A new report from Credit Suisse’s Advanced Execution Services (AES) division found that order book density in the Euro Stoxx 50 index of leading European equities fell by around 16% over the period from 18 August to 13 October. Order book density is a proprietary calculation used by Credit Suisse to determine the available liquidity in a stock at a given point in time. The more dense the order book – in other words, the more volume available at a particular price point – the less the price will move following a trade of a certain size.

This reduction in liquidity is in turn creating more intraday volatility. “To secure any given amount of volume, you have to move through more price points,” explained Laurent Boldrini, an associate in Credit Suisse’s portfolio strategy group and co-author of the report. “We are seeing this create more impact and intra-day volatility in the markets.”

According to the study, daily volatility has “exploded” since the bankruptcy of Lehman Brothers on 15 September. Credit Suisse currently sees sustained levels of 70% realised and implied volatility across the Stoxx large-, mid- and small-cap European indices it monitored for the study.
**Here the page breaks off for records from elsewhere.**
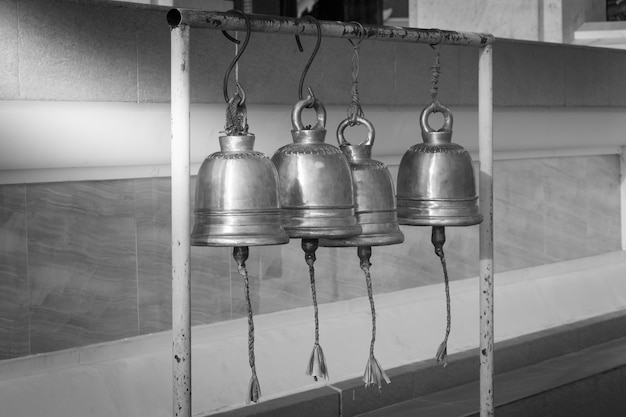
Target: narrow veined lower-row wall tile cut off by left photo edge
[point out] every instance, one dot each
(14, 338)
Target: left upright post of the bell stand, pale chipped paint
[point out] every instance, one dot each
(181, 248)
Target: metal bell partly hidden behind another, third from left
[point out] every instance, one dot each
(373, 193)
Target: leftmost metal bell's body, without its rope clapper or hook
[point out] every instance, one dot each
(237, 197)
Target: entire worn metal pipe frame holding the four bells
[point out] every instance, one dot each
(181, 21)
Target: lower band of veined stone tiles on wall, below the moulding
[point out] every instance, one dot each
(86, 262)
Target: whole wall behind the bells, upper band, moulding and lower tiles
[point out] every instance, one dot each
(85, 256)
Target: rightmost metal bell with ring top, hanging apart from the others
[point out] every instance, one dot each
(436, 180)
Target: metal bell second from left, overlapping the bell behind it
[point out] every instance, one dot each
(315, 187)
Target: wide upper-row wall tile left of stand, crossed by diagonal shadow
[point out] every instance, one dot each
(77, 51)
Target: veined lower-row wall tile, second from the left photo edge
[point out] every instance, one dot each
(81, 263)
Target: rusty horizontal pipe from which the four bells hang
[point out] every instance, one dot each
(346, 30)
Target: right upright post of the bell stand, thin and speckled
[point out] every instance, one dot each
(485, 143)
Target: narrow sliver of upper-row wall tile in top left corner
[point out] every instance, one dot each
(9, 67)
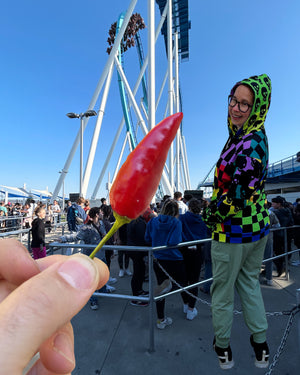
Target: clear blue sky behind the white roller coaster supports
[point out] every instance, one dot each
(53, 54)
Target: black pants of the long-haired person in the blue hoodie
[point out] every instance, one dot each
(176, 269)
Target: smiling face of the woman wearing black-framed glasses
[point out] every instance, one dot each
(242, 94)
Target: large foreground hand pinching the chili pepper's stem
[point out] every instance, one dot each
(37, 301)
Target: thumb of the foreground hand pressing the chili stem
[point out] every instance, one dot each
(43, 304)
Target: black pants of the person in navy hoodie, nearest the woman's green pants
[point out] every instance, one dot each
(193, 260)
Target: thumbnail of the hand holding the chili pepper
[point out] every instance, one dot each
(79, 271)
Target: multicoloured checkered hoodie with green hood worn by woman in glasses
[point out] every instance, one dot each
(238, 213)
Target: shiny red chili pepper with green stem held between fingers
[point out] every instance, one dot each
(138, 178)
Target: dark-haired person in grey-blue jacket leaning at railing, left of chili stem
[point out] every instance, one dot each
(91, 234)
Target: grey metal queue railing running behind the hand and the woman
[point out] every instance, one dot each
(56, 246)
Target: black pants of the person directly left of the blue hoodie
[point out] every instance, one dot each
(139, 268)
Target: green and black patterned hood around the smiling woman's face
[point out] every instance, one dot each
(261, 87)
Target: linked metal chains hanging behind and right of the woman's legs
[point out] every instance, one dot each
(291, 313)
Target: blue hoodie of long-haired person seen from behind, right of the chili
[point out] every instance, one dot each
(164, 230)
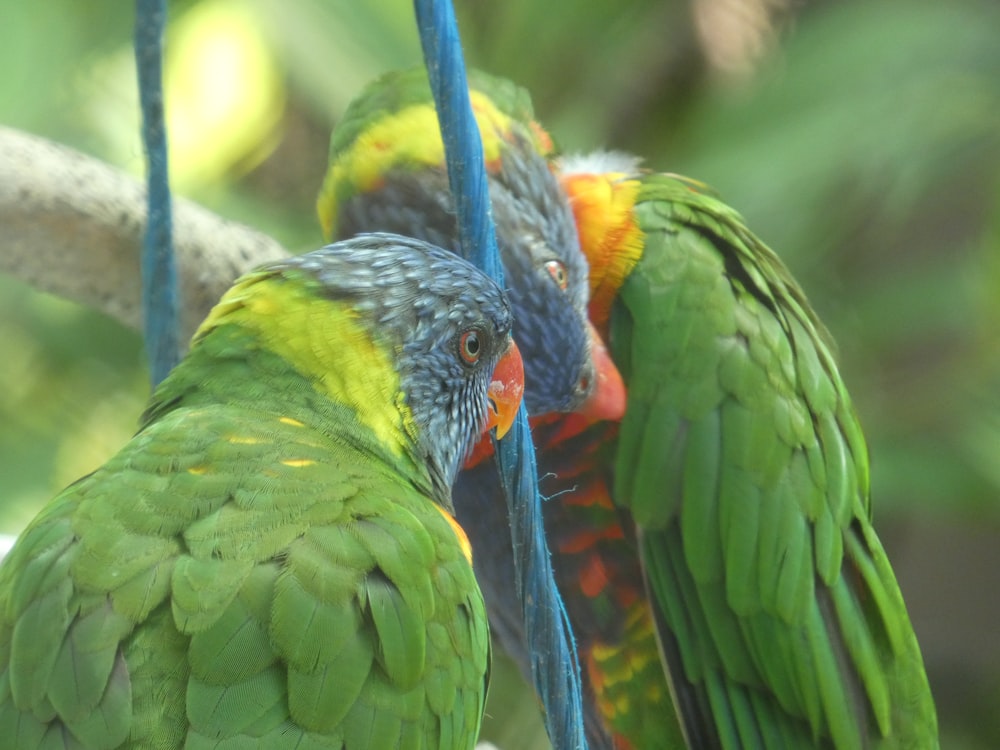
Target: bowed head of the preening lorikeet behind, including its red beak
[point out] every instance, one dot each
(387, 173)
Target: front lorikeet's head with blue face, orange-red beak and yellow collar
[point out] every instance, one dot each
(414, 341)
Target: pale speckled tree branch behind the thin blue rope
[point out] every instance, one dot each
(72, 226)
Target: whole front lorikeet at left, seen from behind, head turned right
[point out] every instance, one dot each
(272, 560)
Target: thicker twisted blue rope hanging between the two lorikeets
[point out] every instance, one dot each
(554, 662)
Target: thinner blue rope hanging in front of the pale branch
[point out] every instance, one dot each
(159, 272)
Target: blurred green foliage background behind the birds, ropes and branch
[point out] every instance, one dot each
(860, 139)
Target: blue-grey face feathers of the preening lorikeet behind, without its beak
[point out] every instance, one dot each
(545, 272)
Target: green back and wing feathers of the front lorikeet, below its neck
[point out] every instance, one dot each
(277, 598)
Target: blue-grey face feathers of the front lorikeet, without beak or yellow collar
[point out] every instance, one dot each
(446, 321)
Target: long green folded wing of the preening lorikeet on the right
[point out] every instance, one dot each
(743, 464)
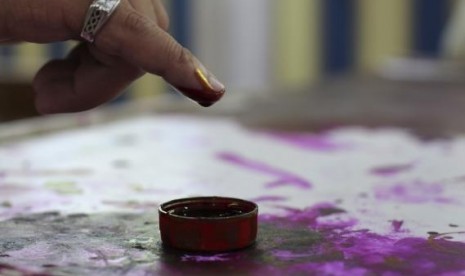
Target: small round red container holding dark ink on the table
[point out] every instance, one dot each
(208, 224)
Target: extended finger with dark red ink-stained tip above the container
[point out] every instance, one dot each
(140, 41)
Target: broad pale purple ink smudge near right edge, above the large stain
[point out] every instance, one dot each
(414, 192)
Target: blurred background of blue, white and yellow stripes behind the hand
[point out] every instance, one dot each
(257, 46)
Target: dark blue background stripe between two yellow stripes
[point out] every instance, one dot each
(338, 35)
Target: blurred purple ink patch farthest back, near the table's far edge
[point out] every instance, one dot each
(307, 141)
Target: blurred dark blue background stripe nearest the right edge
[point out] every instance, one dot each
(429, 20)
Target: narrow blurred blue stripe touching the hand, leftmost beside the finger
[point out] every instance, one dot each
(181, 16)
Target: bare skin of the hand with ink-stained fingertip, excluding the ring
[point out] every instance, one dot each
(132, 42)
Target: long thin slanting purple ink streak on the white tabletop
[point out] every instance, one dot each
(284, 178)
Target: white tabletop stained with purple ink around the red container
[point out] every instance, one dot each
(345, 201)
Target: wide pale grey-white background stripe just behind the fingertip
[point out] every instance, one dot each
(232, 38)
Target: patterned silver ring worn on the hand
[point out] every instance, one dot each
(97, 15)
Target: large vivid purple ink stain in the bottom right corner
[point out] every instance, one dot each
(344, 251)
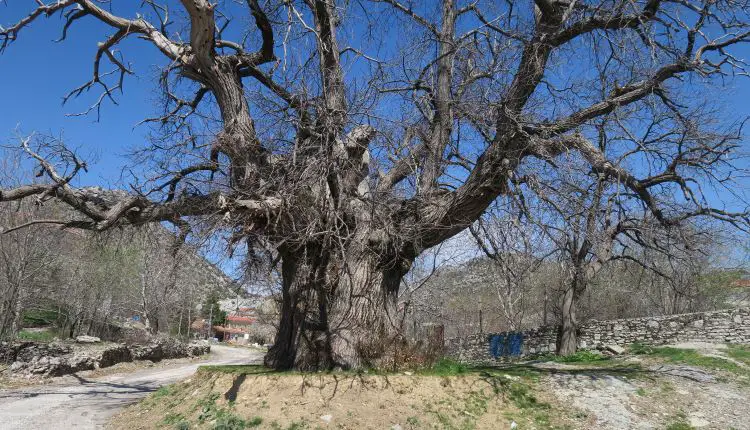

Intraday volatility has more than doubled to 0.49% in the period after 15-19 September, from 0.22% in the period before 15-19 September.

A potential driver for the shallower liquidity, according to Credit Suisse, is the lack of arbitrage activity caused by the dearth of cheap credit. “To be able to trade arbitrageurs need to finance their long position in stocks and for that they need to have low cost of funding,” said Boldrini. “As the cost of funding is increasing, opportunities are going away, and so when there is a shift in the market, there is no-one to provide matching liquidity to those large moves.”

In addition to a lack of liquidity and increasing daily and intra-day volatility, the trading environment from August to October has also been blighted by widening bid-ask spreads. In the period between 18 August and 17 October, bid/ask spreads increased by 32% across all market capitalisations in Europe.